For the developing world, McKillop says the priority is different. Because the healthcare infrastructure is usually so poor, his company’s focus is on providing treatments for diseases such as Aids and tuberculosis (TB). Last year AstraZeneca opened a research laboratory in Bangalore, India, specifically to find new treatments for TB.
But McKillop acknowledges that the industry has its work cut out, partly because of the regulatory backlash and because its poor reputation means governments are more likely to squeeze prices down on a global basis.
“I believe the industry has to carry out a root and branch review of how it does everything. We have to recognise the escalating cost of R&D, the pricing pressure we’re under; governments don’t want to pay us the same prices for new and innovative products.
“If we wish to continue bringing forward new products we’ve got to look for substantial efficiencies and I believe we’re going to see winners and losers emerging.”
But he denies that AstraZeneca has any plans for further mergers. “We are focused very much on organic growth.
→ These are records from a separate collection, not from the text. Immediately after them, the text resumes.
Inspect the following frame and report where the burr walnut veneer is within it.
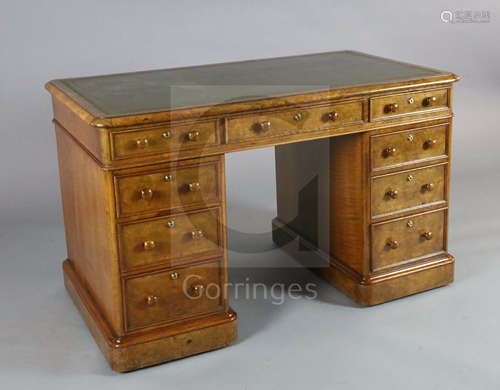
[46,51,458,371]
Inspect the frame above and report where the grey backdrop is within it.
[0,0,500,389]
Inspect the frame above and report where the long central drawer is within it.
[228,102,363,143]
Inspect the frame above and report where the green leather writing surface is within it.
[60,51,450,117]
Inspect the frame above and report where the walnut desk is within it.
[46,51,458,371]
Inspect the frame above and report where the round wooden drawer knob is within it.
[190,284,205,298]
[424,139,437,149]
[188,182,200,192]
[255,121,271,131]
[146,295,159,306]
[139,188,153,200]
[422,96,437,107]
[385,238,399,249]
[422,183,434,192]
[135,138,149,148]
[328,111,339,121]
[382,146,398,158]
[191,230,203,240]
[142,240,156,250]
[385,190,398,199]
[422,232,432,241]
[188,130,200,141]
[384,103,399,114]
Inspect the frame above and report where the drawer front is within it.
[371,164,446,217]
[119,208,221,271]
[228,102,363,143]
[372,210,447,271]
[370,89,449,120]
[371,125,448,169]
[115,162,220,216]
[124,261,224,330]
[111,121,218,159]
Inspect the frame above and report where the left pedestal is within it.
[56,119,237,372]
[63,260,237,372]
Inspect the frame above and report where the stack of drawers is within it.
[370,116,449,273]
[114,157,227,332]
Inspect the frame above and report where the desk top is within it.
[47,51,456,122]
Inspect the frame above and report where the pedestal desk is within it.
[46,51,459,371]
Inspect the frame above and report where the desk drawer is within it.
[370,89,449,120]
[119,208,222,271]
[372,210,447,271]
[115,162,221,216]
[371,164,446,217]
[124,261,224,330]
[111,121,218,159]
[370,125,448,169]
[228,102,363,143]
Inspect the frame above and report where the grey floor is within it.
[0,162,500,390]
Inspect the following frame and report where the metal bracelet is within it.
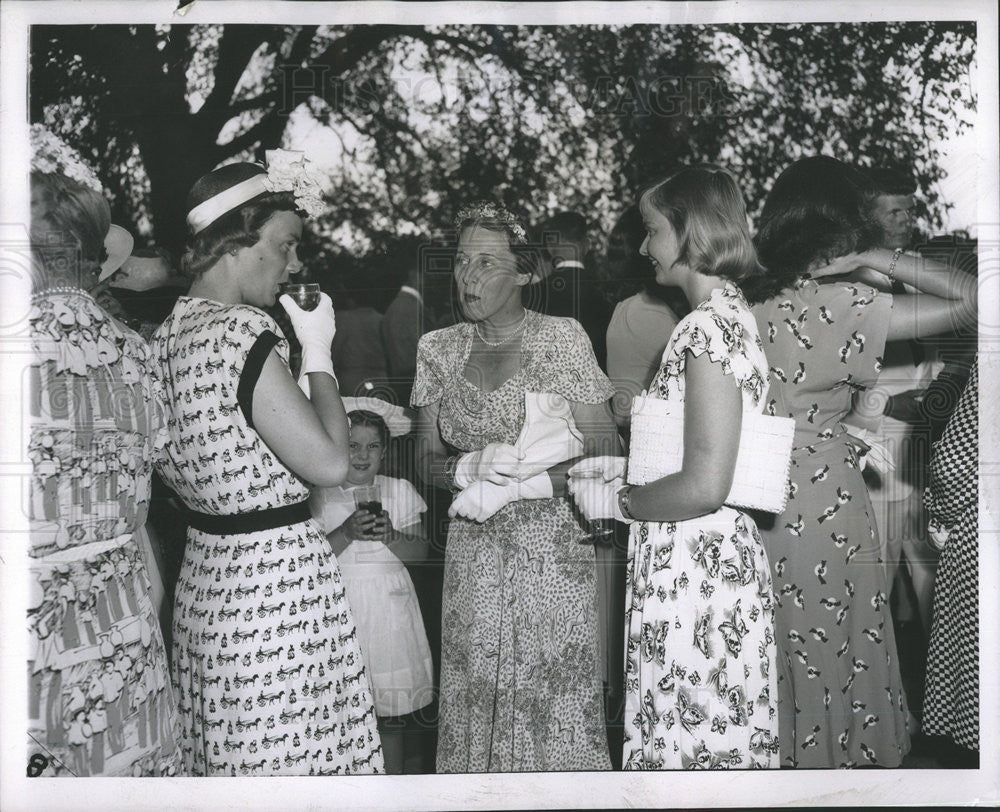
[444,455,462,493]
[886,248,903,282]
[618,485,635,521]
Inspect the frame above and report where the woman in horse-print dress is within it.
[153,157,382,776]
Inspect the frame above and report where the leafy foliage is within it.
[31,22,976,257]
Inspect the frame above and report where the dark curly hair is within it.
[181,163,298,279]
[741,155,881,304]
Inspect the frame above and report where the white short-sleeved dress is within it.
[622,282,778,770]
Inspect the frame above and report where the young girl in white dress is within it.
[312,398,434,774]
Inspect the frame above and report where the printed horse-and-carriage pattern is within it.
[153,297,382,776]
[28,291,179,776]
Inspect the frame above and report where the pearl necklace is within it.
[31,285,90,300]
[476,308,528,347]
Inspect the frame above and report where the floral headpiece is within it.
[264,149,325,217]
[187,149,324,234]
[28,124,104,195]
[455,200,528,245]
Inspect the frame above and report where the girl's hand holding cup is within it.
[343,509,375,541]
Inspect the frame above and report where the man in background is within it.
[379,239,425,406]
[528,211,612,370]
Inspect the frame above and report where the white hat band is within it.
[187,172,268,234]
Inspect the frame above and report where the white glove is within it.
[844,423,896,477]
[448,473,552,523]
[278,293,337,397]
[455,443,521,489]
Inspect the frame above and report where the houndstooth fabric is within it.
[924,366,979,750]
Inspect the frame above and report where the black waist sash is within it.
[187,502,312,536]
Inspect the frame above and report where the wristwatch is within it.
[618,485,635,521]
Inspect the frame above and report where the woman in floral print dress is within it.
[28,173,180,776]
[744,157,976,767]
[411,203,616,772]
[153,164,382,776]
[585,166,777,770]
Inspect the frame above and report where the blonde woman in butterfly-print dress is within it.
[571,166,778,770]
[744,156,976,768]
[153,159,382,776]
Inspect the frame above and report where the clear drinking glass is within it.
[281,282,320,310]
[573,468,615,545]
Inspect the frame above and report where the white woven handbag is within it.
[627,392,795,513]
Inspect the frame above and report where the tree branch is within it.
[197,25,271,116]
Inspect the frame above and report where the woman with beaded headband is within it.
[411,202,617,772]
[28,170,180,776]
[152,153,382,776]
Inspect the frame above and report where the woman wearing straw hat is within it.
[152,153,382,775]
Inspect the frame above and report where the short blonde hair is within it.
[642,164,764,281]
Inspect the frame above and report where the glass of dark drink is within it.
[353,483,382,532]
[573,469,615,545]
[281,282,320,310]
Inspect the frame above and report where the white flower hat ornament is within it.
[187,149,325,234]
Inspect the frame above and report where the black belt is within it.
[187,502,312,536]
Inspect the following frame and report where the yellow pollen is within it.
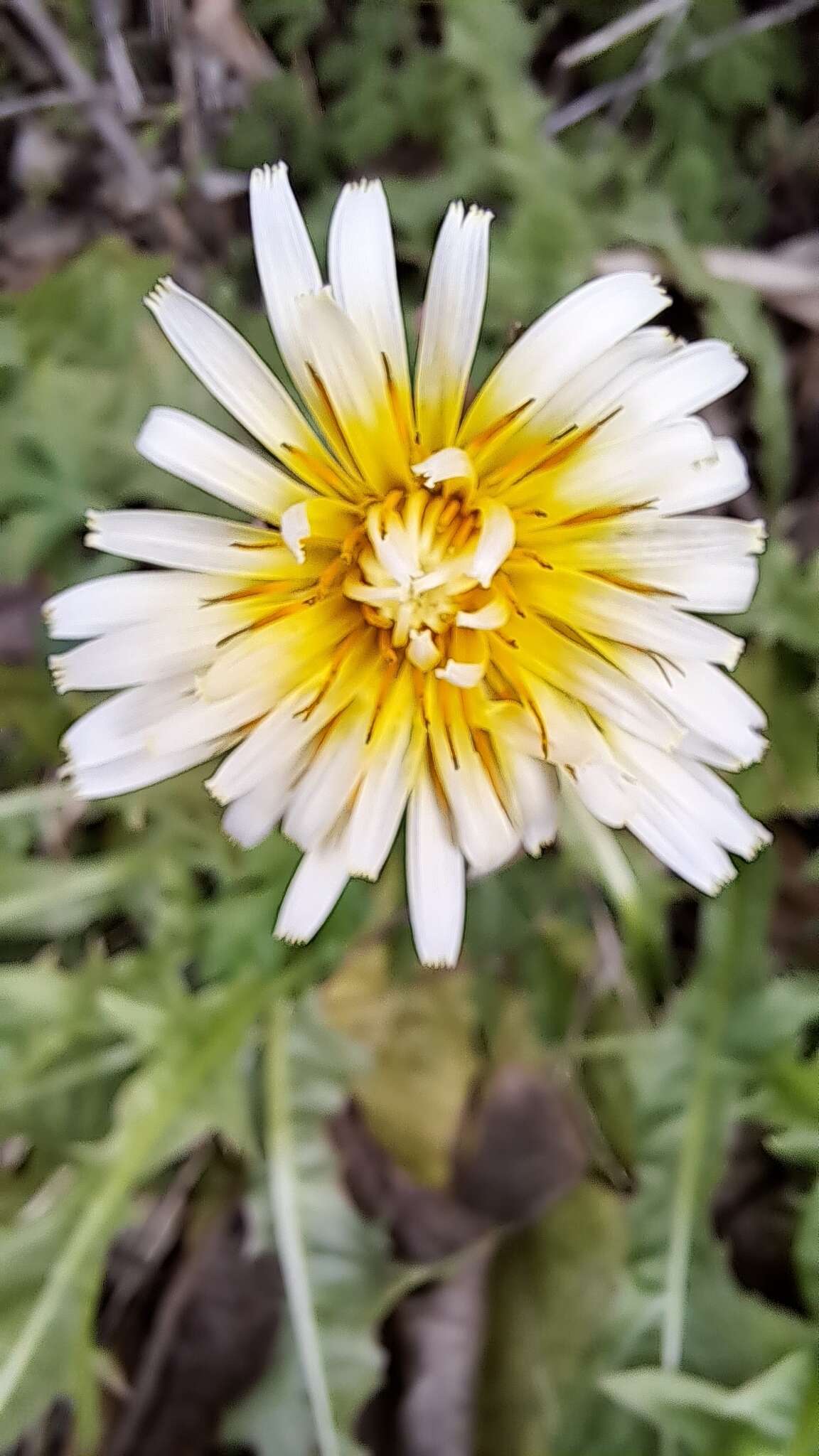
[341,486,481,673]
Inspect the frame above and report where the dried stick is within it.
[93,0,144,118]
[544,0,819,137]
[4,0,196,250]
[555,0,679,71]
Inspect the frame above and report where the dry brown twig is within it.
[544,0,819,137]
[93,0,144,118]
[597,233,819,331]
[4,0,197,252]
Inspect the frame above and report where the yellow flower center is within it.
[338,481,505,671]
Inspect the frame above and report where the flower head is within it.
[47,164,768,964]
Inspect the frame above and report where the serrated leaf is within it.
[475,1182,625,1456]
[602,1351,815,1456]
[226,1002,407,1456]
[0,961,311,1445]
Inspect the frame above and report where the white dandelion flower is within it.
[47,164,768,965]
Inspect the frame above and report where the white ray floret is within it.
[43,163,769,967]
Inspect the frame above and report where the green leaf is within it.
[793,1181,819,1322]
[0,853,140,936]
[226,1002,408,1456]
[0,960,311,1443]
[602,1351,815,1456]
[475,1182,625,1456]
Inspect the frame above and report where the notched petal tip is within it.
[282,501,311,567]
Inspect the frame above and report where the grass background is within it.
[0,0,819,1456]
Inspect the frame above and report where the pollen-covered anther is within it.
[344,486,486,675]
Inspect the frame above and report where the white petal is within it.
[436,658,486,687]
[415,203,491,453]
[42,571,223,638]
[530,328,682,447]
[429,702,520,875]
[251,161,322,400]
[521,419,717,524]
[275,845,350,945]
[70,738,229,799]
[137,407,309,521]
[412,446,476,491]
[205,692,311,803]
[574,763,628,828]
[283,718,368,849]
[222,771,290,849]
[61,675,194,767]
[455,597,511,632]
[407,771,465,965]
[501,751,558,855]
[459,274,669,456]
[618,648,765,769]
[297,290,408,492]
[471,501,515,587]
[525,641,682,745]
[407,628,440,673]
[326,182,411,422]
[144,683,268,753]
[657,427,748,515]
[282,501,311,564]
[626,786,736,896]
[48,619,225,693]
[612,734,771,859]
[346,717,419,879]
[587,339,748,444]
[86,511,296,577]
[146,278,328,471]
[518,569,743,668]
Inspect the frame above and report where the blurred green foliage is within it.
[0,0,819,1456]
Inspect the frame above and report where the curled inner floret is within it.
[48,164,768,964]
[336,482,511,687]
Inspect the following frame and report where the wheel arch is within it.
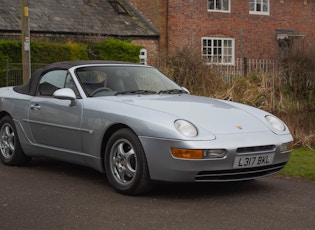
[101,123,136,170]
[0,111,12,120]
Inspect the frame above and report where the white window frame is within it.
[201,37,235,65]
[208,0,231,13]
[249,0,270,15]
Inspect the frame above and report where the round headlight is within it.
[265,115,285,131]
[174,120,198,137]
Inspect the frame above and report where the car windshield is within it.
[76,65,186,97]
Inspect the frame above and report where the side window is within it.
[249,0,270,15]
[65,73,80,98]
[37,70,67,96]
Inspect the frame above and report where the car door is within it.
[29,70,82,152]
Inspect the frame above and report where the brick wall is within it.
[130,0,315,59]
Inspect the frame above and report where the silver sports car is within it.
[0,61,292,195]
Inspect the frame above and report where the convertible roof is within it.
[14,60,135,96]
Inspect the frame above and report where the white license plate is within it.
[233,153,274,168]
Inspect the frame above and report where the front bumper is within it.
[139,132,292,182]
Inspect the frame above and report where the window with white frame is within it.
[249,0,270,15]
[202,37,235,65]
[208,0,231,12]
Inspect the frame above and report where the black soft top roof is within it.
[13,60,134,96]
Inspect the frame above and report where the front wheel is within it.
[104,129,151,195]
[0,116,30,166]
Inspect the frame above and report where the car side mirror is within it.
[182,87,190,94]
[53,88,77,107]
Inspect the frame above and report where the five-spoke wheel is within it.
[104,129,151,195]
[0,116,29,166]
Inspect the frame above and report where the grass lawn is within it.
[280,148,315,179]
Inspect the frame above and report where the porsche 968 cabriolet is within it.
[0,61,292,195]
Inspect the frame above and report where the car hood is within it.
[104,94,270,135]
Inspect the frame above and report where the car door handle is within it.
[31,104,40,111]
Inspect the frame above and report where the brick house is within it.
[129,0,315,65]
[0,0,159,63]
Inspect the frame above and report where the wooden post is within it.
[21,0,31,83]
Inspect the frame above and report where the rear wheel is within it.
[0,116,30,166]
[104,129,151,195]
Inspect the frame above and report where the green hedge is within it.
[0,39,142,63]
[0,39,143,86]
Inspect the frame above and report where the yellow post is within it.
[21,0,31,83]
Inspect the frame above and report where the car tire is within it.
[0,116,30,166]
[104,129,151,195]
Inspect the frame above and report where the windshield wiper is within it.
[115,89,156,95]
[158,89,187,94]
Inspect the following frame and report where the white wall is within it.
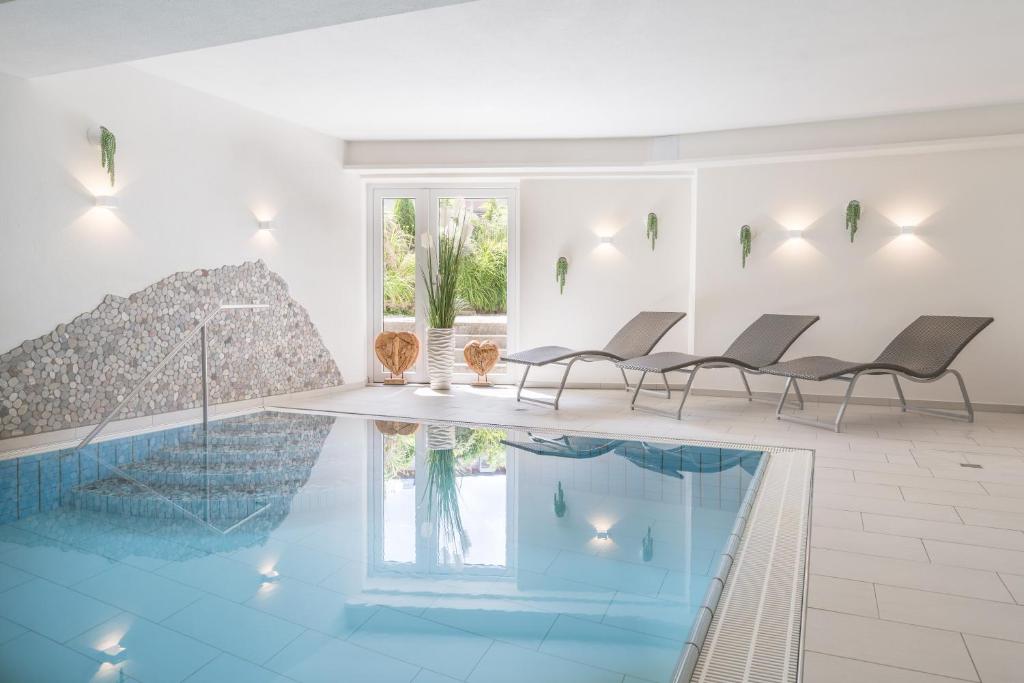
[517,178,690,382]
[694,147,1024,404]
[0,67,366,381]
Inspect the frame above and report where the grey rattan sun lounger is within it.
[502,310,686,411]
[761,315,992,432]
[616,313,818,420]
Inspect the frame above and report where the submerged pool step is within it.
[119,457,309,486]
[71,476,305,519]
[70,413,334,523]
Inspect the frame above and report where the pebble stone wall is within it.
[0,261,342,439]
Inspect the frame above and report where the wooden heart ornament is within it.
[462,339,501,385]
[374,332,420,384]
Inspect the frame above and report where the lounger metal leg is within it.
[890,375,906,413]
[775,373,860,432]
[630,366,700,420]
[905,370,974,422]
[736,368,804,410]
[515,358,579,411]
[618,368,672,398]
[630,371,647,411]
[676,366,700,420]
[775,377,793,413]
[736,368,754,401]
[515,366,534,403]
[833,374,860,433]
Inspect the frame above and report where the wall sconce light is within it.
[95,195,120,211]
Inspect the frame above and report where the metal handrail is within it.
[75,303,270,452]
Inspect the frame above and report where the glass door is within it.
[370,187,517,383]
[430,188,516,383]
[370,188,430,382]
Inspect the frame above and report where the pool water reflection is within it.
[0,413,762,683]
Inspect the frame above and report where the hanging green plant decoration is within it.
[99,126,118,187]
[555,481,565,517]
[647,211,657,251]
[555,256,569,294]
[846,200,860,243]
[739,225,754,268]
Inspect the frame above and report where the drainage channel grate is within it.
[684,451,813,683]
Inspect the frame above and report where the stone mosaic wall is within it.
[0,261,342,439]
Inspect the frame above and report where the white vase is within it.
[427,328,455,390]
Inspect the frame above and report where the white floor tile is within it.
[811,526,928,562]
[806,609,979,681]
[807,574,879,617]
[876,586,1024,642]
[964,636,1024,683]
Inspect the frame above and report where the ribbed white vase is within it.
[427,425,455,451]
[427,328,455,390]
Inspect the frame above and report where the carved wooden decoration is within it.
[374,420,420,436]
[374,332,420,384]
[462,339,501,386]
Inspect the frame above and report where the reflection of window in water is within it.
[446,428,508,566]
[383,434,416,562]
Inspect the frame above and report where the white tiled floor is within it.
[282,387,1024,683]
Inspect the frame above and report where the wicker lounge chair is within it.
[616,313,818,420]
[503,311,686,411]
[761,315,992,432]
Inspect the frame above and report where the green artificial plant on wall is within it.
[739,225,754,268]
[555,256,569,294]
[647,211,657,251]
[846,200,860,243]
[641,526,654,562]
[99,126,118,187]
[555,481,565,517]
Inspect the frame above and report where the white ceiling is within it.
[16,0,1024,139]
[0,0,467,77]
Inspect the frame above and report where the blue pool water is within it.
[0,413,762,683]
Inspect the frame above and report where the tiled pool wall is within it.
[674,452,771,683]
[0,425,197,524]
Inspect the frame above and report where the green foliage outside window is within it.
[383,199,508,316]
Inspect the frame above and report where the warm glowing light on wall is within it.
[94,195,121,211]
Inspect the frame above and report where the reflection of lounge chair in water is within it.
[623,441,761,478]
[502,434,761,478]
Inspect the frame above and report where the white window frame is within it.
[367,182,519,384]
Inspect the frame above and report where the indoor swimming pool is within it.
[0,412,768,683]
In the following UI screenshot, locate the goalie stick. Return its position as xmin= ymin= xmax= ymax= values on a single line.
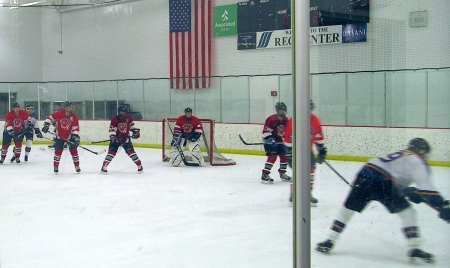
xmin=89 ymin=139 xmax=111 ymax=144
xmin=48 ymin=132 xmax=106 ymax=155
xmin=164 ymin=118 xmax=200 ymax=167
xmin=239 ymin=134 xmax=264 ymax=145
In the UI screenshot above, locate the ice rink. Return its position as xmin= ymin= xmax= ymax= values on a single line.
xmin=0 ymin=146 xmax=450 ymax=268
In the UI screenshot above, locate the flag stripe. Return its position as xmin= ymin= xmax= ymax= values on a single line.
xmin=169 ymin=0 xmax=212 ymax=89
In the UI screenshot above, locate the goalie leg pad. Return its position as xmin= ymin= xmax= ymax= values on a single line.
xmin=169 ymin=154 xmax=183 ymax=167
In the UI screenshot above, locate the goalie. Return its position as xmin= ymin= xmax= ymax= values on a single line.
xmin=168 ymin=107 xmax=205 ymax=167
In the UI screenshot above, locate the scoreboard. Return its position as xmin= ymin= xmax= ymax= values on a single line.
xmin=237 ymin=0 xmax=370 ymax=33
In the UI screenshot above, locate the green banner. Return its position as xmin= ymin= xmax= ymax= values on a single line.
xmin=213 ymin=4 xmax=237 ymax=36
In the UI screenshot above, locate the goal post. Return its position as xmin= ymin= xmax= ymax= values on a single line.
xmin=162 ymin=118 xmax=236 ymax=166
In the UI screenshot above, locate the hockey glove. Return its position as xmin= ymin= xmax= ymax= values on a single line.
xmin=69 ymin=134 xmax=80 ymax=147
xmin=109 ymin=134 xmax=118 ymax=143
xmin=6 ymin=129 xmax=14 ymax=137
xmin=316 ymin=143 xmax=327 ymax=164
xmin=404 ymin=187 xmax=423 ymax=204
xmin=131 ymin=128 xmax=141 ymax=139
xmin=439 ymin=200 xmax=450 ymax=223
xmin=264 ymin=136 xmax=277 ymax=147
xmin=34 ymin=128 xmax=44 ymax=139
xmin=186 ymin=131 xmax=202 ymax=142
xmin=171 ymin=132 xmax=181 ymax=147
xmin=42 ymin=122 xmax=50 ymax=133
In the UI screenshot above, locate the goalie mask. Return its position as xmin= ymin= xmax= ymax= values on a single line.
xmin=184 ymin=107 xmax=192 ymax=121
xmin=275 ymin=102 xmax=287 ymax=117
xmin=117 ymin=105 xmax=127 ymax=117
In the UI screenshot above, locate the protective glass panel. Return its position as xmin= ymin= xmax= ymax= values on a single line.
xmin=117 ymin=80 xmax=144 ymax=120
xmin=220 ymin=77 xmax=250 ymax=123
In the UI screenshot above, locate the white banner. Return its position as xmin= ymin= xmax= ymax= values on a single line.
xmin=256 ymin=24 xmax=367 ymax=49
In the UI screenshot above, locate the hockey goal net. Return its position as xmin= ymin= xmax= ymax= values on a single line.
xmin=162 ymin=118 xmax=236 ymax=166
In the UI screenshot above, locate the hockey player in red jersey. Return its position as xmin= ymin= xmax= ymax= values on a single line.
xmin=42 ymin=101 xmax=81 ymax=174
xmin=284 ymin=100 xmax=327 ymax=206
xmin=261 ymin=102 xmax=291 ymax=183
xmin=10 ymin=104 xmax=43 ymax=163
xmin=168 ymin=107 xmax=205 ymax=167
xmin=0 ymin=102 xmax=28 ymax=164
xmin=101 ymin=106 xmax=144 ymax=174
xmin=316 ymin=138 xmax=450 ymax=263
xmin=309 ymin=100 xmax=327 ymax=206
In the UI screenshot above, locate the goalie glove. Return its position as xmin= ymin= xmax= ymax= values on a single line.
xmin=404 ymin=187 xmax=423 ymax=204
xmin=34 ymin=128 xmax=44 ymax=139
xmin=316 ymin=143 xmax=327 ymax=164
xmin=69 ymin=134 xmax=80 ymax=147
xmin=131 ymin=128 xmax=141 ymax=139
xmin=186 ymin=131 xmax=202 ymax=142
xmin=6 ymin=128 xmax=14 ymax=137
xmin=170 ymin=131 xmax=181 ymax=147
xmin=264 ymin=136 xmax=277 ymax=147
xmin=42 ymin=122 xmax=50 ymax=133
xmin=439 ymin=200 xmax=450 ymax=223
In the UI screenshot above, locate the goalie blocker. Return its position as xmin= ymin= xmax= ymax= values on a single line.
xmin=162 ymin=118 xmax=236 ymax=166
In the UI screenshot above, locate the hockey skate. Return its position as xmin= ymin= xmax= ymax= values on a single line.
xmin=280 ymin=172 xmax=292 ymax=182
xmin=261 ymin=172 xmax=273 ymax=183
xmin=408 ymin=248 xmax=434 ymax=263
xmin=100 ymin=166 xmax=108 ymax=175
xmin=316 ymin=239 xmax=334 ymax=254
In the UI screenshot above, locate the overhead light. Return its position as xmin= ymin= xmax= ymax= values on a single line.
xmin=9 ymin=0 xmax=49 ymax=9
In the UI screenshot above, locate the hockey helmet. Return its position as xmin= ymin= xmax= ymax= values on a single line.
xmin=275 ymin=102 xmax=287 ymax=117
xmin=408 ymin=138 xmax=431 ymax=155
xmin=275 ymin=102 xmax=287 ymax=111
xmin=117 ymin=105 xmax=127 ymax=113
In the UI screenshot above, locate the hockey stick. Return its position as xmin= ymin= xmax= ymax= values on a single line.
xmin=239 ymin=134 xmax=264 ymax=145
xmin=164 ymin=118 xmax=200 ymax=167
xmin=49 ymin=132 xmax=106 ymax=155
xmin=89 ymin=140 xmax=111 ymax=144
xmin=323 ymin=161 xmax=353 ymax=188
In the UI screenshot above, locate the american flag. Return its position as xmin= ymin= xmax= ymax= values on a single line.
xmin=169 ymin=0 xmax=212 ymax=89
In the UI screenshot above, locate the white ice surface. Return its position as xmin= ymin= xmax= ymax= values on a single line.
xmin=0 ymin=146 xmax=450 ymax=268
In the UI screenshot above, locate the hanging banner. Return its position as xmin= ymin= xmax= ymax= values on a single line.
xmin=213 ymin=4 xmax=237 ymax=36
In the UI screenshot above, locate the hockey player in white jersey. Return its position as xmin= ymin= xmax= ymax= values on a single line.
xmin=10 ymin=104 xmax=43 ymax=163
xmin=316 ymin=138 xmax=450 ymax=263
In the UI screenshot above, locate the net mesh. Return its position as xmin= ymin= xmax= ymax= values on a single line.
xmin=162 ymin=118 xmax=236 ymax=166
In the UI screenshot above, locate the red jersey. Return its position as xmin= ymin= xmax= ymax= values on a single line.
xmin=109 ymin=114 xmax=135 ymax=143
xmin=5 ymin=110 xmax=28 ymax=134
xmin=284 ymin=114 xmax=324 ymax=149
xmin=284 ymin=117 xmax=292 ymax=147
xmin=45 ymin=110 xmax=80 ymax=140
xmin=309 ymin=114 xmax=324 ymax=149
xmin=262 ymin=114 xmax=288 ymax=142
xmin=173 ymin=115 xmax=203 ymax=138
We believe that we have a very good portfolio and a very good track record in R&D. That’s the best way to improve shareholder value and, I believe, to bring new medicines to society.
He does not feel that “fat cat” salaries such as that enjoyed by his counterpart at GlaxoSmithKline (GSK), Jean-Pierre Garnier, are the cause of the industry’s declining reputation. “The industry is not as egregious as many other industries [where executive pay is concerned]. In the US, its reputation has taken a dent, but I don’t think anyone talks about big pay packets.
“The issues about the industry’s reputation are more to do with things like misrepresentation of Aids issues.
“How do pharmaceutical companies contribute to the treatment of diseases such as Aids in emerging countries? I think we have been very misrepresented over intellectual property, and there is a view that the industry is only interested in profit. Those kinds of feelings underlie the decline in the industry’s reputation. The UK is particularly besotted with this idea of salaries. I don’t think you find that anywhere else.”
Not, perhaps, the views you would expect from a “simple Scots lad”.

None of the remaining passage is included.